With a show of labor, her body in pain, Claire pulled herself up and stepped from the hut. I rolled out the blanket and brought Claire back in, lowering her down again. Without removing her shoes she shucked her leggings to her knees, then turned on her stomach.

“Okay” was all she said, not even looking up at me. She was ready.

I did not yet know if I was aroused.

Claire was quiet today, but sometimes our best intimacy occurred after the most difficult sermons. We could not speak of them and I don’t think either of us was even tempted. Our minds worked away in private at what we heard, but our bodies sometimes wanted the busywork of a cold joining of parts.

Burke’s sermons reminded me of what I did not know, could hardly ever honestly feel. “You come here because of what is missing,” he always said. To listen to Burke was to believe I could be curious about something. In theory I felt a great awe for what could not be explained, but in practice I felt too alone. Always I worried that I lacked the great appetite for uncertainty that Burke demanded. What if uncertainty held no appeal for me?

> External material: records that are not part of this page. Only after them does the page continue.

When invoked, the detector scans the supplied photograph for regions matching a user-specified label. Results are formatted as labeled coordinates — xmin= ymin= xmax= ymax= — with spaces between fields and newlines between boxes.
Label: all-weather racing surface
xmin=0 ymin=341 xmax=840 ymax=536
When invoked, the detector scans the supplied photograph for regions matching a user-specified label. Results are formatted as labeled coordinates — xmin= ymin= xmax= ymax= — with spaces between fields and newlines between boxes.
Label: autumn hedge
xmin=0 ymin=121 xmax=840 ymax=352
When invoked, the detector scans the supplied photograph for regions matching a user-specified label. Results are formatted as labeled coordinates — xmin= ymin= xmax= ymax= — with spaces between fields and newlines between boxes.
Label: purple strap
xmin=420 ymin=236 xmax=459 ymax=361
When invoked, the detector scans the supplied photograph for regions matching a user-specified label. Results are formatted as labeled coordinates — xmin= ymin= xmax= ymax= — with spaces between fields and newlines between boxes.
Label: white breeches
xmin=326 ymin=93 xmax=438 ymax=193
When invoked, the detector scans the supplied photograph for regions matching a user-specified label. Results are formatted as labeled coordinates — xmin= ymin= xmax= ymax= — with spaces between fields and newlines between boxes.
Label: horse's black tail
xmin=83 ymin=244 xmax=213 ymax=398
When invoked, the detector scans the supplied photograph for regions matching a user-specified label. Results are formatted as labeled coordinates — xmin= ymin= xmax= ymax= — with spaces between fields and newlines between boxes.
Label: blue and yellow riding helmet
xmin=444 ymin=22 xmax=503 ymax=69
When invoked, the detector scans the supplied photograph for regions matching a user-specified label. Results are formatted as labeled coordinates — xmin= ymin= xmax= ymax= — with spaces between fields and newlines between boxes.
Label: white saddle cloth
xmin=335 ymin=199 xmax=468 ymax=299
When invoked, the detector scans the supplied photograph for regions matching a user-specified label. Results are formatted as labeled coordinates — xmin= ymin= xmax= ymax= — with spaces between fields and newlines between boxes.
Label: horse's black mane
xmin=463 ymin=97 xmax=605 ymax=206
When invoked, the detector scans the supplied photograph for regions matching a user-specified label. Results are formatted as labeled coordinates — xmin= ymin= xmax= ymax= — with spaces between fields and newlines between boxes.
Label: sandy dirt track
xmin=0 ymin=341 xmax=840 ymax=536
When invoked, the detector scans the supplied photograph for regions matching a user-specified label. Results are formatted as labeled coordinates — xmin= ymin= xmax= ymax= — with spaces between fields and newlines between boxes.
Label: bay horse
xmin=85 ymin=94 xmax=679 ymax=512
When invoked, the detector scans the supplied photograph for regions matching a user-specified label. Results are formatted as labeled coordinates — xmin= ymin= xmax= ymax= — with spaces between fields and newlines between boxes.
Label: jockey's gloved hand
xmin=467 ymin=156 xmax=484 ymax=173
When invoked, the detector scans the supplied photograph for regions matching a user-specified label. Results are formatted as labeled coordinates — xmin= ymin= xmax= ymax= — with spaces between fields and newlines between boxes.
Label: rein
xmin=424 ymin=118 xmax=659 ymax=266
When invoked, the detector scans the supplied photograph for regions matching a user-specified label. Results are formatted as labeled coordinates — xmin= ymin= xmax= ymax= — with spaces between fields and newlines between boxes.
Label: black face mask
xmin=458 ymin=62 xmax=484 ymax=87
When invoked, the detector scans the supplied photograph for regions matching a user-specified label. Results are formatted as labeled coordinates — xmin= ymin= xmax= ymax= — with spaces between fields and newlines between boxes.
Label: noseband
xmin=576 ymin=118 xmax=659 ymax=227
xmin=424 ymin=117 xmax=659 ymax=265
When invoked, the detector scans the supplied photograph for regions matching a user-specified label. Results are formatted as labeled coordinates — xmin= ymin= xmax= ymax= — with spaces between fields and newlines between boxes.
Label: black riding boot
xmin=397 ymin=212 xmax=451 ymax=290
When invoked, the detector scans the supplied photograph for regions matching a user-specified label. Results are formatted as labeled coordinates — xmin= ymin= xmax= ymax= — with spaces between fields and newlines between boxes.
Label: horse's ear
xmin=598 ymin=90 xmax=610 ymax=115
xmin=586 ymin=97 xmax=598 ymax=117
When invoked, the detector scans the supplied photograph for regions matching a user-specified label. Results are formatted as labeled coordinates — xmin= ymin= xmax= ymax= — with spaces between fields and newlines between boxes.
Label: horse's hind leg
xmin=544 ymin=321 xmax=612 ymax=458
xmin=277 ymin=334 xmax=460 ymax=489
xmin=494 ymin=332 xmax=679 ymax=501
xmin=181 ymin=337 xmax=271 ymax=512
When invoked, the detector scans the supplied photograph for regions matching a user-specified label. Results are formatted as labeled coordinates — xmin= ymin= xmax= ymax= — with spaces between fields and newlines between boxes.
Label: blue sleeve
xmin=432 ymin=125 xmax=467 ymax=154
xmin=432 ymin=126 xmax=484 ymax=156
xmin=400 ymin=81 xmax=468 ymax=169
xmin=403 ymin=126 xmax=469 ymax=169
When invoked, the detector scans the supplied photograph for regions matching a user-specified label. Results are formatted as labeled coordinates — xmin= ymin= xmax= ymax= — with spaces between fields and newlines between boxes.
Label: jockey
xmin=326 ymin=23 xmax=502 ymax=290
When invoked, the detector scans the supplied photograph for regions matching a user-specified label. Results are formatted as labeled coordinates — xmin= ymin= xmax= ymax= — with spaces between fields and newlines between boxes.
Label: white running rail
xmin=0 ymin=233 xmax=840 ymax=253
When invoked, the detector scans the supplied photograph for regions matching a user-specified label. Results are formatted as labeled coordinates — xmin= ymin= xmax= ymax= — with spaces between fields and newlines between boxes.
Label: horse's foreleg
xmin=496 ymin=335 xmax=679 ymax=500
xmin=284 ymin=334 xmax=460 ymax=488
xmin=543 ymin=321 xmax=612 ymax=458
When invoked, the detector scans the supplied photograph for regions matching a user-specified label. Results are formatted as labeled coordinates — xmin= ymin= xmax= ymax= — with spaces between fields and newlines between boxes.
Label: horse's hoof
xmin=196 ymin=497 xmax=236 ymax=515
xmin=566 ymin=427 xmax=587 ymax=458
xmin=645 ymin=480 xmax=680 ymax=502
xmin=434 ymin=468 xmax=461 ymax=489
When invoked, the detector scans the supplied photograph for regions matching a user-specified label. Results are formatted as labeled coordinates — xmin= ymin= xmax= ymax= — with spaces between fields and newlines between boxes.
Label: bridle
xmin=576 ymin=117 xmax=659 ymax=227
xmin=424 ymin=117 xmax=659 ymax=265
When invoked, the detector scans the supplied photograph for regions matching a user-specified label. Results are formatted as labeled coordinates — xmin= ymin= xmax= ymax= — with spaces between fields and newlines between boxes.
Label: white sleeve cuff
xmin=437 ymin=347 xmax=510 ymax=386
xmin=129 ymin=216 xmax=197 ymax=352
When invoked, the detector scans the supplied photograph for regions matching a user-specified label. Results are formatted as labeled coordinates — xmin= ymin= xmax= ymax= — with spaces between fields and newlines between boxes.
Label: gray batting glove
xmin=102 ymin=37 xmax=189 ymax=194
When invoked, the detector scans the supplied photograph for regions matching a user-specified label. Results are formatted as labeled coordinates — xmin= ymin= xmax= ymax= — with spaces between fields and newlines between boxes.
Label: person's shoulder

A distant hissing reported from the radio, the searching work of the listener, divining the wire for a signal. Before I dropped down over Claire for our intimacy, I put my coat over the radio. Sometimes vestigial sound poured out, accidents in the broadcast, and we preferred these stifled so we could concentrate.

Claire stretched long and I covered her. Beneath me, even clothed, she felt bony. I worried my weight was too much for her, so I held myself up with my arms, letting my face settle in her hair.

We worked the messy connection by shifting clothing, Claire’s leggings in a ruffle around her knees. The moment of insertion was abrasive, but soon a moist warmth engulfed us, and we settled into a dutiful pursuit of pleasure, sharing the labor as equally as we could. Fairness always, even in these grisly animal matters. When Claire took the lead from underneath, I held my breath so I could feel her against me. When it was my turn to provide the motion, I shut my eyes and put all my weight, it would seem, on my face, which pressed into the filth of the blanket.

It was here, one guesses, that our toxic Esther was conceived. Certainly it was here.

We coupled under the hiss of the module until Thompson’s broadcast kicked on, and we missed the first part of it, heard only the coat-muffled drone of Burke’s second rabbi, a rabbi with more technical, practical concerns.

My completion, when it came, did so without my full knowledge. I noticed it drooling across my leg when I looked down, felt myself shrink and go cold.

“I’ll be outside,” Claire said, before I’d even gotten off her.

We kissed and I helped her up. She never seemed interested in Thompson’s information, so she’d wait in the yard, stretch her legs, get some sun, if she could find a spot not too shielded by trees. I don’t really know what she did out there while I stayed inside and cleaned up. But Thompson often provided more concrete information and I always wanted to hear him out.

Thompson spoke in warnings today. Warnings and guidance. Usually he followed Burke and simply reaffirmed the need for secrecy, urging us to a deeper privacy, reminding us of the levels of disclosure we succumb to every day without even knowing. Disclosures in the face and eyes. Disclosures in our bearing, our dress. Disclosures through omission, everything we fail to say and do. The Name is the only one who does not disclose. When we find no evidence of the Name, that is when we can be most sure of him. But we, we wake up and reveal ourselves until everything special vanishes. Our privacy drains from us no matter what, said Thompson.